When members of the band BTS made the decision to complete their two years of required military duty in October 2022, they did so through group spokesmen, putting an end to the long-running will they/won’t they debate. This announcement not only ends a protracted discussion, but it also may provide a significant precedent for the South Korea of 2022.

South Korean law requires that all “able-bodied” men between the ages of 18 and 35 do their country’s mandatory military duty because the country is at war with its neighbour. The list of exemptions has expanded throughout the years, first in an effort to foster athletic performance. In recognition of their contributions to boosting the stature of the country, classical and traditional musicians and dancers who have placed first in one or more of five domestic and 37 international competitions have joined medal-winning athletes in receiving a full or partial exemption from military conscription. Additionally, persons with incapacitating illnesses are also eligible for exemptions.
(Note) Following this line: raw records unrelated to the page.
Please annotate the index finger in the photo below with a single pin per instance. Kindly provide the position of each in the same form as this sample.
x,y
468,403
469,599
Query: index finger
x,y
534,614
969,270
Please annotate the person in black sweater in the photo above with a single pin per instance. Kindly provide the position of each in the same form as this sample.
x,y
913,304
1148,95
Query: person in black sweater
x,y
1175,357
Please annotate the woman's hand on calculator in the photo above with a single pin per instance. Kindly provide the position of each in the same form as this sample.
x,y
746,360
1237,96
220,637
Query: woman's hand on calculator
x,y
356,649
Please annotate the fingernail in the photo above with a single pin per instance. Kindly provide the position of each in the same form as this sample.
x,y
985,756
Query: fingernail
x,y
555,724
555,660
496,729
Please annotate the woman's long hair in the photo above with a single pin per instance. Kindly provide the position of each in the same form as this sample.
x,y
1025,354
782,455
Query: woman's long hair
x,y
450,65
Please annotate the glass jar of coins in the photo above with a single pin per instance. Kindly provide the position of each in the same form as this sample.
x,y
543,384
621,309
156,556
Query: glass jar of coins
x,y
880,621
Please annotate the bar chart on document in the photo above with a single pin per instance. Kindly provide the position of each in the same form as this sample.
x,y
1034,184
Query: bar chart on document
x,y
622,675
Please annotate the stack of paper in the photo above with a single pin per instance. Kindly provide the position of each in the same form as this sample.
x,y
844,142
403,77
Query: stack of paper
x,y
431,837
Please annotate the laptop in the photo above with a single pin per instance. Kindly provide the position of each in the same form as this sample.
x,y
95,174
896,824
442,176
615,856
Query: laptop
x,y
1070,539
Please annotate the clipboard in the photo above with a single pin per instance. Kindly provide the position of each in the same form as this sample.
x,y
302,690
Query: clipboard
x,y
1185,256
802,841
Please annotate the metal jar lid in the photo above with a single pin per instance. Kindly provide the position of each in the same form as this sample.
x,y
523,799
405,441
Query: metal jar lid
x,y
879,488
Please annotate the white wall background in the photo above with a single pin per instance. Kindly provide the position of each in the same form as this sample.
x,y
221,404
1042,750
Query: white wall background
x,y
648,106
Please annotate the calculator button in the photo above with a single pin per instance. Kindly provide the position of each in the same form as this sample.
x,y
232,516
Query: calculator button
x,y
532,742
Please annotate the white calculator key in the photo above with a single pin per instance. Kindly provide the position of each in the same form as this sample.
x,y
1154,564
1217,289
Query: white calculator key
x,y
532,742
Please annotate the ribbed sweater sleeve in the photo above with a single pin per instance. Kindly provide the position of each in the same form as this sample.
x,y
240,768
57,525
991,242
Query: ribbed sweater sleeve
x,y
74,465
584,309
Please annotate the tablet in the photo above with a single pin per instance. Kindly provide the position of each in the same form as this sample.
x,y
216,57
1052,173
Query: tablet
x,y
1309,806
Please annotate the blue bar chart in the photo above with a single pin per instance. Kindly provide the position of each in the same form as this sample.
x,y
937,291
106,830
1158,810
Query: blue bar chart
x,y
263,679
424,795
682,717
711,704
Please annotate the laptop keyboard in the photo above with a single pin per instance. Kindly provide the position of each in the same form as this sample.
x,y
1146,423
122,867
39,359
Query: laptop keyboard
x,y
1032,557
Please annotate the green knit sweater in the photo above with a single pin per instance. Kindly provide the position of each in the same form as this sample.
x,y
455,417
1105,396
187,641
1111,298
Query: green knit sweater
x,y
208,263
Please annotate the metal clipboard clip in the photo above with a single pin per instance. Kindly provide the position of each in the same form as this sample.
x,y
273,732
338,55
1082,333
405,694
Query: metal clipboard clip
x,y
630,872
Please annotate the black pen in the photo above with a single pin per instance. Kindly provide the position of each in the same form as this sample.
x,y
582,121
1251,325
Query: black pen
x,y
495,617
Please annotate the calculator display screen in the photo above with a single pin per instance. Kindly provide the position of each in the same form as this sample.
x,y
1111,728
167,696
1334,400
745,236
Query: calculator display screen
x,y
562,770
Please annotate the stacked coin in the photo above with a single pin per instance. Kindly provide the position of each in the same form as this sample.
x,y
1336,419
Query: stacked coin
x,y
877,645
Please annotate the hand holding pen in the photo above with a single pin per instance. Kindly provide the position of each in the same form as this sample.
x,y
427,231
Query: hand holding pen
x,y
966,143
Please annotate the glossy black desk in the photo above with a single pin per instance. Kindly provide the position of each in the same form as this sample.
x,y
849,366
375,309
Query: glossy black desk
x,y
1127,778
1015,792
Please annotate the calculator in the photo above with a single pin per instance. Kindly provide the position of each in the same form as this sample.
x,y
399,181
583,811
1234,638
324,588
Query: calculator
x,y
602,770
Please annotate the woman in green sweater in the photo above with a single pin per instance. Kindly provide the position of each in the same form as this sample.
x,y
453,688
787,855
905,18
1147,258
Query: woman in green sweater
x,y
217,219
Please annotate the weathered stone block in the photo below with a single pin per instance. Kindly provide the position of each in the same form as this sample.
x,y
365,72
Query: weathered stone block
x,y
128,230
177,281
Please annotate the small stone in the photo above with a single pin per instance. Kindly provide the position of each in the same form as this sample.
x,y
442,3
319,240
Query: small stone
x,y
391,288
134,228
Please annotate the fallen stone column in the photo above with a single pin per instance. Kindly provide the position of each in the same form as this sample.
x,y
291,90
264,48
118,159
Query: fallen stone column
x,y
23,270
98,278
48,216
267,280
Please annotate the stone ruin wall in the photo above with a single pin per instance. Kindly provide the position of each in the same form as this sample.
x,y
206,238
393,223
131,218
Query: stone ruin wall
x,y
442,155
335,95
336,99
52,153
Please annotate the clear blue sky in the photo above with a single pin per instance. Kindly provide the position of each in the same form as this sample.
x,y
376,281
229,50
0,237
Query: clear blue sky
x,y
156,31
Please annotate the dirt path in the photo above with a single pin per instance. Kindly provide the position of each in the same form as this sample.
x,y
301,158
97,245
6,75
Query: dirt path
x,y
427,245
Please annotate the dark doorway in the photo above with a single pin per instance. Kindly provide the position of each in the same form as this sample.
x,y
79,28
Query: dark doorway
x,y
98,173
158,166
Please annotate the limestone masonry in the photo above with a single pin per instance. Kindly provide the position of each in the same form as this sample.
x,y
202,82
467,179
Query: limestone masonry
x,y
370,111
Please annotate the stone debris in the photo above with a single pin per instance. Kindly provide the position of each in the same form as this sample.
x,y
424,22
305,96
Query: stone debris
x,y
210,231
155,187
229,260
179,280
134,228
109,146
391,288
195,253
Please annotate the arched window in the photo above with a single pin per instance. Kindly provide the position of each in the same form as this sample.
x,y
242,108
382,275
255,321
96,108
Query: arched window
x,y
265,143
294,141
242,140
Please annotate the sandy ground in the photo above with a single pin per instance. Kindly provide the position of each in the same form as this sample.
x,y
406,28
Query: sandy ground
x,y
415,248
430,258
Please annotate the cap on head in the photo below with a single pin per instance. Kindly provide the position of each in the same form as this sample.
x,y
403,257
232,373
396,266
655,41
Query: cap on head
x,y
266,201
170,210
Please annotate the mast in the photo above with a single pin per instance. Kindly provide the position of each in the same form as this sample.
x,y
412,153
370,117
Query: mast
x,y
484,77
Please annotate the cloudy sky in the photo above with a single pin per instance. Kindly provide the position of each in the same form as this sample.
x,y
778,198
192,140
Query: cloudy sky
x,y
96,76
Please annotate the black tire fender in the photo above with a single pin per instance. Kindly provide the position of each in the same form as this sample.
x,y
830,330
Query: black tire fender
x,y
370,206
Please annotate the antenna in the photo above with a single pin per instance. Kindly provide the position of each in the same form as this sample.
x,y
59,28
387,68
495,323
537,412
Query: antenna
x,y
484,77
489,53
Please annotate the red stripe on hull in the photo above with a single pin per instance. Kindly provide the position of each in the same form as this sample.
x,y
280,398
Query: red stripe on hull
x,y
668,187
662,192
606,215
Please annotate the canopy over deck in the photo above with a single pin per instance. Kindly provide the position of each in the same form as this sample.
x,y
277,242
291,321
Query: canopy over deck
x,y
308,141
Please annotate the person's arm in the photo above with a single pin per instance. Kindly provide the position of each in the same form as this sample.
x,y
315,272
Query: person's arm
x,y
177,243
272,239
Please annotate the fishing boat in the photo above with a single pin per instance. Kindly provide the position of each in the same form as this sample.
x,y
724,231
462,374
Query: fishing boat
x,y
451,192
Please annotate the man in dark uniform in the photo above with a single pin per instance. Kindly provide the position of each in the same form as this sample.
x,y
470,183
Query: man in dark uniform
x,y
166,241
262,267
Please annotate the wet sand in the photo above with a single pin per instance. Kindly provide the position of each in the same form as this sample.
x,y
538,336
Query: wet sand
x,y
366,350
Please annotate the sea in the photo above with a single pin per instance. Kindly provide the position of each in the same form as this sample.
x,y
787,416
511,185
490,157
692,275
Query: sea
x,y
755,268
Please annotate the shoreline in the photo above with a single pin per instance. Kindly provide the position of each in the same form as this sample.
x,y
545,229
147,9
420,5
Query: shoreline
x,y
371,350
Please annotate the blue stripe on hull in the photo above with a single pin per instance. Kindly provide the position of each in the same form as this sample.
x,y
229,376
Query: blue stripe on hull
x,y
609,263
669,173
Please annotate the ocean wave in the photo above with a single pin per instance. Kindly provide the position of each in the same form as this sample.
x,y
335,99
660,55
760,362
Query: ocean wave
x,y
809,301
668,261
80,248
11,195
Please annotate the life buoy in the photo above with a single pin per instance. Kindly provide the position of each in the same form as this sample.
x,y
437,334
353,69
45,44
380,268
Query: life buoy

With the oldest band member Jin reaching 30 in December, the debate over whether the draught should apply to BTS and whether the group’s contribution to South Korea’s economy and soft power justified an exemption was no longer only a matter of public debate but rather a crucial legal determination.

In fact, BTS had already been given a lifeline in 2020 when a reform in Korean legislation raised the age limit for people who might delay their duty from 28 to 30. However, more importantly, BTS is not the first band to have this problem. Previous bands in a similar situation have either taken a break or recruited new members to take their place. None, though, has achieved the level of worldwide economic, diplomatic, and cultural achievement BTS.